Everyone Has a Plan, ‘Till They Get Punched In The Face

Over the past couple of days I’ve spent some time ruminating over the Sens recent loss to Carolina.  It wasn’t a terrible performance, but the fact remained, they lost in a fashion that left one wondering if the fire went out.

I don’t think so.

I think, for the first time in a number of games, the pressure was back on, in a very real, unavoidable way.  For all the public statements of taking it one game at a time, this remains an easier statement then mental reality, when the game in question suddenly means something.  As is said in the fight world “everyone has a plan ’till they get punched in the face“.  Carolina punched the Sens in the face, now lets see if they can stick to the plan.
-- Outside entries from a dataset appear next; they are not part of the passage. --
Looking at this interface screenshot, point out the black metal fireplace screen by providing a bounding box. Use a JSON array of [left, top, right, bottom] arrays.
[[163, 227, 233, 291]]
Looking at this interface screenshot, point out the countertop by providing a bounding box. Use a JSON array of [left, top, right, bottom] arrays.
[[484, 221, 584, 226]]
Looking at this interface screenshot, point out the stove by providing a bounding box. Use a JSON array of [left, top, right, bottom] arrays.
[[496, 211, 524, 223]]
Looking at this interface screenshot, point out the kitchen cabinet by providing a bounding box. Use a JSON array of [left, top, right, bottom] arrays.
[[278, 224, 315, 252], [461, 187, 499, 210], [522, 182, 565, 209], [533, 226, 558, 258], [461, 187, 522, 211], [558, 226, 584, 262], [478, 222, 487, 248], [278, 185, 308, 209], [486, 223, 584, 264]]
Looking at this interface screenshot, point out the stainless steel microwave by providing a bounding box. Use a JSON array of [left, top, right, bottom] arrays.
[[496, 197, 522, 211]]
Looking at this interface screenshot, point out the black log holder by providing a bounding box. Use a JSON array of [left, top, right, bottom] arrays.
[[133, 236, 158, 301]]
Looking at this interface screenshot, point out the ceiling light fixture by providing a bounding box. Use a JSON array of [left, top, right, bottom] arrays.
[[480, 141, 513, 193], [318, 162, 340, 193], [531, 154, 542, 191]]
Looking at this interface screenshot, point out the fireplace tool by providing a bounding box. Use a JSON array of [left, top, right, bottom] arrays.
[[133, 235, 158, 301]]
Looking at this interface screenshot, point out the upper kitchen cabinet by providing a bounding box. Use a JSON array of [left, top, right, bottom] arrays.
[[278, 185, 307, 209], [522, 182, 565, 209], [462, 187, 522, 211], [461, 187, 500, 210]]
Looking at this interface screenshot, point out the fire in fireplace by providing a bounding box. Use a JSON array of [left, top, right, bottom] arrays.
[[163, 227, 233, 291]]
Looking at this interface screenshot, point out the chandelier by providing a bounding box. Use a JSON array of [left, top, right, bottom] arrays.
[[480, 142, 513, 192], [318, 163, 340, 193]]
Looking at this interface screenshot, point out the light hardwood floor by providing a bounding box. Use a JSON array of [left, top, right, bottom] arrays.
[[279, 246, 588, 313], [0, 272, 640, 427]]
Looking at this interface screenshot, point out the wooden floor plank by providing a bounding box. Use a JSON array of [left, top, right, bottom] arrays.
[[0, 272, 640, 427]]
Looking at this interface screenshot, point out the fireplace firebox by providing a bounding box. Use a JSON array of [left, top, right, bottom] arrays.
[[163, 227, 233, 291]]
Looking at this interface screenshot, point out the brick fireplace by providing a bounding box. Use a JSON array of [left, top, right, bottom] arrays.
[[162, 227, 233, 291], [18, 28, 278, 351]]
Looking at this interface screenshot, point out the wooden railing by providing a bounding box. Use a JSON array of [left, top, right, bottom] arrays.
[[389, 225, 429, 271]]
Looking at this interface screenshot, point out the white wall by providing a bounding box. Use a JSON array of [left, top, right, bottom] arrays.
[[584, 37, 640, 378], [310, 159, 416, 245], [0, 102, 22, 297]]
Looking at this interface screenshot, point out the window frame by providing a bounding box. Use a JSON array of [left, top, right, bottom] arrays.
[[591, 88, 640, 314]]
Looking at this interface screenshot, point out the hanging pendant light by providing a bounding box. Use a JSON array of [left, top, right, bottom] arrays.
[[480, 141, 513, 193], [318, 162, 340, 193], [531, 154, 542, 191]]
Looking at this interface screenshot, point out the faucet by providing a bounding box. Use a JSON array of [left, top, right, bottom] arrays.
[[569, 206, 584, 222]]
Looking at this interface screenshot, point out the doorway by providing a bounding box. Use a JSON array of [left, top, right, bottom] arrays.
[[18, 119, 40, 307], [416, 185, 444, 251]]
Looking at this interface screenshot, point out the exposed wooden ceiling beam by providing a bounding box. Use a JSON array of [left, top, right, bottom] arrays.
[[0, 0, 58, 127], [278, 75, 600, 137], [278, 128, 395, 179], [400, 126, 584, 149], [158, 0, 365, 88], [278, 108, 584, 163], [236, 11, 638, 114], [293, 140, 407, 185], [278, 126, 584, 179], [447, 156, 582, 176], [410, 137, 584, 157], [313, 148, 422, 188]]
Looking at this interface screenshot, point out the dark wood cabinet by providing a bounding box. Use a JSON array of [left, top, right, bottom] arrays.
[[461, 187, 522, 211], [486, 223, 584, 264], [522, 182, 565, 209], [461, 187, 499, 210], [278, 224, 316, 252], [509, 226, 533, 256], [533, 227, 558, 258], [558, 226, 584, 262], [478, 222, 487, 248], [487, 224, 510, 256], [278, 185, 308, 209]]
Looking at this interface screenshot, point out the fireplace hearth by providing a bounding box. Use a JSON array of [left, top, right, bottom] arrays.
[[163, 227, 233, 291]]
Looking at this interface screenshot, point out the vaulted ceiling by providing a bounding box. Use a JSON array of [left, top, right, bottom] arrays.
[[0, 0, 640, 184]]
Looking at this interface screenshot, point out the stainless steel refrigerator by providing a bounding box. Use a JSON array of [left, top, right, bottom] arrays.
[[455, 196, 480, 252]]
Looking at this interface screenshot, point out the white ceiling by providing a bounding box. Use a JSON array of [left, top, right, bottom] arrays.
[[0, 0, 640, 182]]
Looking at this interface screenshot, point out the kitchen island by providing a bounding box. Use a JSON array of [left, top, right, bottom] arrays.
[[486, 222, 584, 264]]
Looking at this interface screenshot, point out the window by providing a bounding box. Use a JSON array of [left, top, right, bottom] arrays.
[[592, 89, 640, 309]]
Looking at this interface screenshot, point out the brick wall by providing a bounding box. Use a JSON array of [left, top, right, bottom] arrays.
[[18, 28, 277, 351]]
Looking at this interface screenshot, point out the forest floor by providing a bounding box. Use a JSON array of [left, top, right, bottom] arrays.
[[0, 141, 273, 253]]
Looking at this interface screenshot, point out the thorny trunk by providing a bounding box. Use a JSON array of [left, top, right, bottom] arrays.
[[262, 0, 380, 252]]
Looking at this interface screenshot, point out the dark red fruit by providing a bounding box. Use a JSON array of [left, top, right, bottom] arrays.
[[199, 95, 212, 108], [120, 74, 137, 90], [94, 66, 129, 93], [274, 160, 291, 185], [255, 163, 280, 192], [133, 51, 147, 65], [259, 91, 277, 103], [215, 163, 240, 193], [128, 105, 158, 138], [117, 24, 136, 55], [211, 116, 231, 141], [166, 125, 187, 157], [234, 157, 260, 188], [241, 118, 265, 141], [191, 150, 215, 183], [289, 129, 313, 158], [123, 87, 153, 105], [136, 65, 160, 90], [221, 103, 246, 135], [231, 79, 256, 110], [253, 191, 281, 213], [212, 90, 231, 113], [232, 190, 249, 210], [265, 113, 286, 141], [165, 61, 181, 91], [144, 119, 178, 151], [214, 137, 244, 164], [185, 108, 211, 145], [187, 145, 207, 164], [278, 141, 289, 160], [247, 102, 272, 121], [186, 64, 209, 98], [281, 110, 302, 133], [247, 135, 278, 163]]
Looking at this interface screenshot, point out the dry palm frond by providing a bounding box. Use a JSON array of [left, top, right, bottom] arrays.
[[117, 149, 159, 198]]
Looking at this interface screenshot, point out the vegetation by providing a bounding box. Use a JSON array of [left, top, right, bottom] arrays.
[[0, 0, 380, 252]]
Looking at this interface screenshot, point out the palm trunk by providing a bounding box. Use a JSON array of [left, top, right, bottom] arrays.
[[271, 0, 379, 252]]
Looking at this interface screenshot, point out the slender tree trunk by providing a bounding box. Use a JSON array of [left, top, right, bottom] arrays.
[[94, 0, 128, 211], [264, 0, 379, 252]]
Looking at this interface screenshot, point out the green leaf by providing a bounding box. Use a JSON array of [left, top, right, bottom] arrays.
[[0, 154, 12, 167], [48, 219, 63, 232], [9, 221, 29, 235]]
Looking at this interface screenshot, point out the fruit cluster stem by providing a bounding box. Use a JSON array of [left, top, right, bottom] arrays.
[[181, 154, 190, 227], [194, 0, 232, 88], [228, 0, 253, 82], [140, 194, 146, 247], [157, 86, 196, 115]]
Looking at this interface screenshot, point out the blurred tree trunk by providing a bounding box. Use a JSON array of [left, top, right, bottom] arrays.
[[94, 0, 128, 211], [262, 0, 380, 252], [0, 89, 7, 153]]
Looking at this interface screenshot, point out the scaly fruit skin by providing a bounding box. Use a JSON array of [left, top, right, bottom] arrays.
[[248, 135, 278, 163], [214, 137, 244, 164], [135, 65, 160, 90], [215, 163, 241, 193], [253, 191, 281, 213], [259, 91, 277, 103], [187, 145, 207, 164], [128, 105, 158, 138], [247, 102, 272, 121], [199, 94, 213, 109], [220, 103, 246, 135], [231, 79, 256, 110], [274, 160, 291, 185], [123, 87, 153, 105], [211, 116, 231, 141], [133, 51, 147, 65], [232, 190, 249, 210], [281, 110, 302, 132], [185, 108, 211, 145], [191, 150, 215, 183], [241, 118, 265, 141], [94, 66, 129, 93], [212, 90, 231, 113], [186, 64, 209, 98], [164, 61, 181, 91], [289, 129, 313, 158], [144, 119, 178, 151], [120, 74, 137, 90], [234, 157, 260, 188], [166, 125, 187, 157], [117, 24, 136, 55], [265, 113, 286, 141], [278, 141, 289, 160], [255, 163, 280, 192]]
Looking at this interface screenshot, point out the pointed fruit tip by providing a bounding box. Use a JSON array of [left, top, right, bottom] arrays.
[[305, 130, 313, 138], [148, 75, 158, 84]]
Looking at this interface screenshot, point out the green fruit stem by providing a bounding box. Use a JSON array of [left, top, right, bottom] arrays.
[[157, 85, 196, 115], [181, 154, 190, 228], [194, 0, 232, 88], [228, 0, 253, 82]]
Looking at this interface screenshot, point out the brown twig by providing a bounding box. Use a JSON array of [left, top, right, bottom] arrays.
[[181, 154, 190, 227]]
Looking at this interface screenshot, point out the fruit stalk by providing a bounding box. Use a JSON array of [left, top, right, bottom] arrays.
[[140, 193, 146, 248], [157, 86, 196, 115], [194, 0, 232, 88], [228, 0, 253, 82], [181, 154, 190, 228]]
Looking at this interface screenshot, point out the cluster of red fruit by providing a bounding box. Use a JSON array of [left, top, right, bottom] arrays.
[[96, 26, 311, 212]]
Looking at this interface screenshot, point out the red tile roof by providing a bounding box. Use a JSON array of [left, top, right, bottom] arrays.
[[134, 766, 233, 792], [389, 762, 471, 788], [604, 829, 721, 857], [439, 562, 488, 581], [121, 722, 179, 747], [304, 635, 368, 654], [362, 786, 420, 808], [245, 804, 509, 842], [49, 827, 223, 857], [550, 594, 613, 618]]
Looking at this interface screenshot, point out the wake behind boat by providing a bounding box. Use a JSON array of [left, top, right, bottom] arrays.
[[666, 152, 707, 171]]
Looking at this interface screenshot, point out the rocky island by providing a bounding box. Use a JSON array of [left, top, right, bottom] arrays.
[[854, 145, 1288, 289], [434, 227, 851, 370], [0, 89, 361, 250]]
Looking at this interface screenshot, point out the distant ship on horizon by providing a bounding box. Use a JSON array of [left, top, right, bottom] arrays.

This, “sticking to the plan”,  has been the fundamental goal of Cloustons since he took over this roster.  He wants to have a system in place that is strictly adhered to, and relied upon, in times of pressure.  Too often teams go off the page when the heat is on.  Individual play, disjointed strategies and, ultimately, mass confusion.  Clouston wants everyone to do the same thing every time, to rely on the system, and team effort, vs individual play and chaos.  The perennial example of this strategy is the NJ Devils.  You either play the system, or you find a new team, period.

This strategy, like taking it “one game at a time”, is easier said then done, and requires a strong hand to guide the effort.  There is a lot at stake in this the final 9 games of the season, and not only for the players, but for Clouston as well.  He is being judged as to whether he can manage an NHL team, and guide it through not just the good times, but the bad times too.

Tonight will help answer these questions.  If the Sens want to keep their dreams of post season play alive, they must respond, from the drop of the puck, to the final horn.  From head coach, to back-up goaltender.

At the end of the season some will invariably question whether or not this team would have been better of securing a higher draft position, over making a late surge in the standings.  I contend, with this added pressure, management will be better able to determine just what kind of club it has before making roster decisions going into next fall.

Intrinsically the players  know they’ve proven to have the physical skills to win, now they have to prove they possess the mental fortitude to win.

I predict the Sens destroy the Thrashers tonight, and prove they are a team that can win under pressure.



3 Responses to “Everyone Has a Plan, ‘Till They Get Punched In The Face”

  1. Dave Morris Says:

    Great blog.

    I wonder, though, if making any kind of predictions with regard to the Sens, is wise. They haven’t proven to be consistent in any way this year…and have become the epitome of a .500 team in the process.

    As you say, much evaluation yet to be done.

  2. Fair enough Dave.
    But, to be the optimist, they have gone 15-8-2 in the last 25 GP.
    I’ve actually kicked around the idea of writting a blog on this very concept.
    Ultimately, it is so difficult to predict this rosters long term ability, because of its manic behaviour over the last 2 seasons.
    But what I will say is that, unlike other rosters having late “loosy goosy” streaks, the core of this roster has achieved both regular and post season success, which could reasonably allow one to argue it has the ability to improve, vs. just getting “lucky”.
    But alas, only time will tell.

    • Dave Morris Says:

      You bring up a very good point. There is much talk about supposed capabilities of the so-called ‘the core’…but Ottawa has an imbalance in its roster which has also been much discussed.

      While there many divergent opinions on the whys and wherefores of the Senators’ decline since their Cup final appearance, it is generally agreed Cory Clouston has done excellent work.

      One can suppose management will do a thorough evaluation of the personnel at season’s end, and take the appropriate steps.

      As the clubs in their Conference can also reasonably be expected to improve, the Senators will need to improve exponentially in order to hope for movement upward in the standings in 2009-10.

      While fans can always enjoy the pleasure of optimism, the professionals on the ice and off it know realism is the operative word.

      The period of transition between this season and next should provide much to keep the attention of Sens fans’–whose loyalty, during this ‘up and down’ of now almost two years, has been exemplary.